How would you quantify this “almost certainty”? When you test a sample of 1 you will only ever have two possible results for anything: 100% and 0%.

Anonymous 0 Comments

Experiments require controls. You can do observational research on a single subject, but you could never ever do an experiment.

Let’s consider a silly, but precisely defined, experiment. I have a red pigment. I hypothesize that if I apply this red pigment to a person’s hand, their hand will be red. I take a single subject, apply the pigment to their hand, and measure how red their hand is (using some objective measure of, like, wavelength absorption).

From this, I can conclude that the subject’s hand was a certain amount of red after application of the pigment, but I can’t conclude anything else. I need something to *compare* my measurement to in order to determine that the pigment made their hand *more* red. The most straightforward way (in terms of the scientific method) is to compare the treated subject to a control subject who did not get the pigment.

Another way to obtain a point of comparison is to measure the subject’s hand bothe before and after application of the pigment. In this case I still have one person participating, but their past self is serving as the control, and their future self is treated. This is not ideal because there other things that may be changing over time that could affect what I’m trying to measure.

Either way, you need a point of comparison to perform the experiment, and once you’re comparing two things, you need to be able to characterize the probability that they are different by chance rather than due to the treatment. That’s where statistics and p-values come in.

Anonymous 0 Comments

When you perform an experiment you may not be able to account for all variables, like your blood clot example. These unaccounted for variables can be known as noise. Performing an experiment again at a later date allows the study to occur with different noise variables. If you can perform the experiment again successfully with different noise variables then you know what you were testing is successful and not just a fluke from an outside noise variable.

Anonymous 0 Comments

I want to diverge from some of the other answers slightly and say that research on small samples, or even a sample of 1, can be the most appropriate choice in some contexts.

The most obvious example is when researchers or practitioners come across unusual one-off outcomes. Sometimes, a doctor might see something really strange in a particular patient that they have never seen or heard of before. Or an engineer might be investigating a structure that has failed in an extremely unusual way. They will often write this up and publish it as a “case study”. This might be helpful to someone who encounters exactly the same situation in future, or someone might be able to combine it with other information to help understand some underlying mechanism.
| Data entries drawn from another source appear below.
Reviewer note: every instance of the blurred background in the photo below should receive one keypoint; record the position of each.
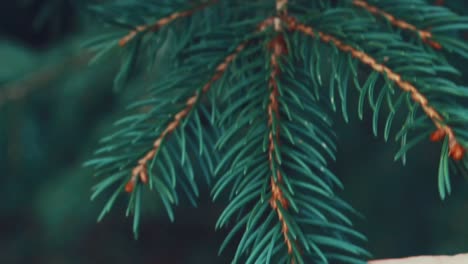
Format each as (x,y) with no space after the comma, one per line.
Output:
(54,107)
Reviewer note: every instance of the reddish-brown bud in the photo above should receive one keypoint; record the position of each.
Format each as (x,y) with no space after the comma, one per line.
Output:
(457,152)
(437,135)
(130,186)
(278,45)
(434,44)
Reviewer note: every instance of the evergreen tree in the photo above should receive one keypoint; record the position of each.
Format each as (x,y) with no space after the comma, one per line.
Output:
(242,95)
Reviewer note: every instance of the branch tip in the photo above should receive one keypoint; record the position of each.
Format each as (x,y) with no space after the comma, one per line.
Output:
(140,171)
(456,149)
(425,35)
(162,23)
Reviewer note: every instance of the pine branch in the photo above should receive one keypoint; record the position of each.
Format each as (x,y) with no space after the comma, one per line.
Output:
(456,151)
(160,23)
(425,35)
(276,142)
(141,170)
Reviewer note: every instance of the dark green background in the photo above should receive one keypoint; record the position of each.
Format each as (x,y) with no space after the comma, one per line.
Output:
(45,212)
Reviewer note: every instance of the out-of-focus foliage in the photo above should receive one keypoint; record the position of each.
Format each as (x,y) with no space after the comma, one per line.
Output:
(46,215)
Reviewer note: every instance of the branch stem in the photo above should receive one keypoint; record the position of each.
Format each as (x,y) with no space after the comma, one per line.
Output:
(161,23)
(457,151)
(140,171)
(426,36)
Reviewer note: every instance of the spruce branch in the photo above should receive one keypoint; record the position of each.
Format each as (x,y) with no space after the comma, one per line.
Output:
(140,171)
(278,48)
(425,35)
(456,149)
(276,137)
(160,23)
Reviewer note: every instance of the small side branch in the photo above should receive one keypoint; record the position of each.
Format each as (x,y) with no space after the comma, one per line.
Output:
(456,150)
(140,171)
(161,23)
(426,36)
(278,49)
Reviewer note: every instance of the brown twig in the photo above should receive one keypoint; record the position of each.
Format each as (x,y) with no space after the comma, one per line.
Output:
(140,171)
(18,90)
(278,48)
(456,150)
(162,22)
(426,36)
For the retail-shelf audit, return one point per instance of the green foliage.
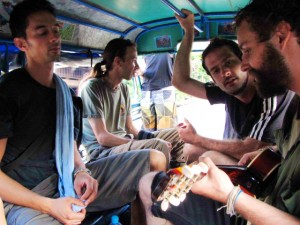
(197, 72)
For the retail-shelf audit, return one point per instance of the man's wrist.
(81, 170)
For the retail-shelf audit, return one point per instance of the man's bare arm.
(182, 68)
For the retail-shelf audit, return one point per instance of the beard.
(273, 77)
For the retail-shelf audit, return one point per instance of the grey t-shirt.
(101, 101)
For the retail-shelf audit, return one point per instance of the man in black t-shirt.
(43, 178)
(250, 119)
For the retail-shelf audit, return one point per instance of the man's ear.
(20, 43)
(117, 60)
(282, 34)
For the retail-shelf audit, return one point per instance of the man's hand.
(186, 132)
(215, 184)
(248, 157)
(61, 209)
(186, 23)
(85, 187)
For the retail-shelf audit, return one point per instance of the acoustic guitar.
(257, 175)
(172, 187)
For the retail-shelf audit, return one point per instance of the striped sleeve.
(269, 108)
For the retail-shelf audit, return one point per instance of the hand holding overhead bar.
(178, 12)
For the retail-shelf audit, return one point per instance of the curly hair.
(217, 43)
(264, 15)
(18, 21)
(115, 48)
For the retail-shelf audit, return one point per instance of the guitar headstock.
(173, 187)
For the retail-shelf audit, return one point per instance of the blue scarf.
(64, 141)
(64, 138)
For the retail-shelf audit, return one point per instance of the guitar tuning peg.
(164, 205)
(174, 200)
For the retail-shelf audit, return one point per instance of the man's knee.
(158, 160)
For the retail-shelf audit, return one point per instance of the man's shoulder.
(12, 75)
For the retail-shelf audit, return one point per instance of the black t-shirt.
(257, 119)
(28, 120)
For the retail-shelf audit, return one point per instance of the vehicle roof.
(90, 25)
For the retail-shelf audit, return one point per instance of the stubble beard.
(273, 77)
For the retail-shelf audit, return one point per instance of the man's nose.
(245, 64)
(226, 72)
(54, 36)
(137, 66)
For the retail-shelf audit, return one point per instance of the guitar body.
(256, 177)
(172, 187)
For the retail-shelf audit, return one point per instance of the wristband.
(82, 170)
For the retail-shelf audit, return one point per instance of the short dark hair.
(18, 21)
(264, 15)
(115, 48)
(217, 43)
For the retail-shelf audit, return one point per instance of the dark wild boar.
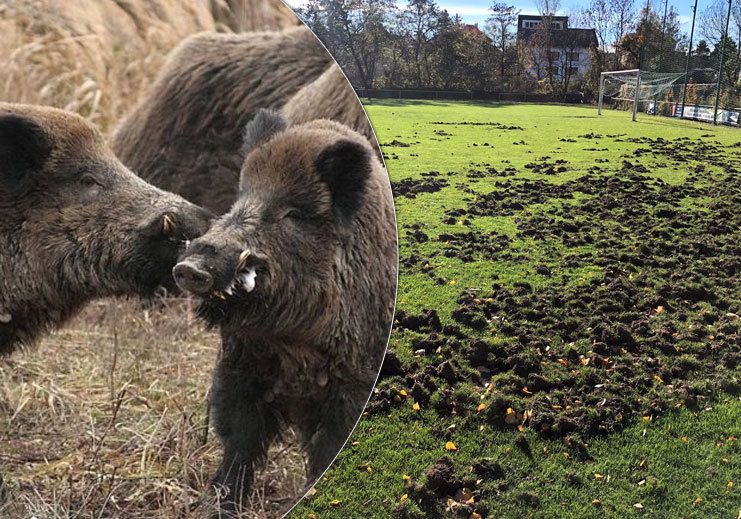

Also, there is an advantage of small samples in that you can study the individuals in the sample in more detail. Suppose, for example, that you want to understand people’s political views. You might design a survey and send it out to a representative sample of 1000 people. You can be confident that your results will be reasonably representative of the population, but unfortunately it’s hard to ask anything but extremely superficial questions (“Which party do you support?”, “Do you support the death penatly?”, etc.) to such large numbers of people. Alternatively, you could conduct detailed interviews with 10 people. These results will not be representative of the population, and some of what you pick up might just be unique quirks of these specific people, but on the other hand you can ask lots of searching questions and get an in-depth understanding of how each individual thinks about politics.

An extreme example of that is when people are essentially studying themselves, which happens quite a lot in parts of the humanities. Philosophers will often spend a lot of time focusing on their own thought processes, because you can never understand other people’s thoughts as deeply as your own. Anthropologists will spend a lot of time thinking about their own interactions with the population they are studying. And so on.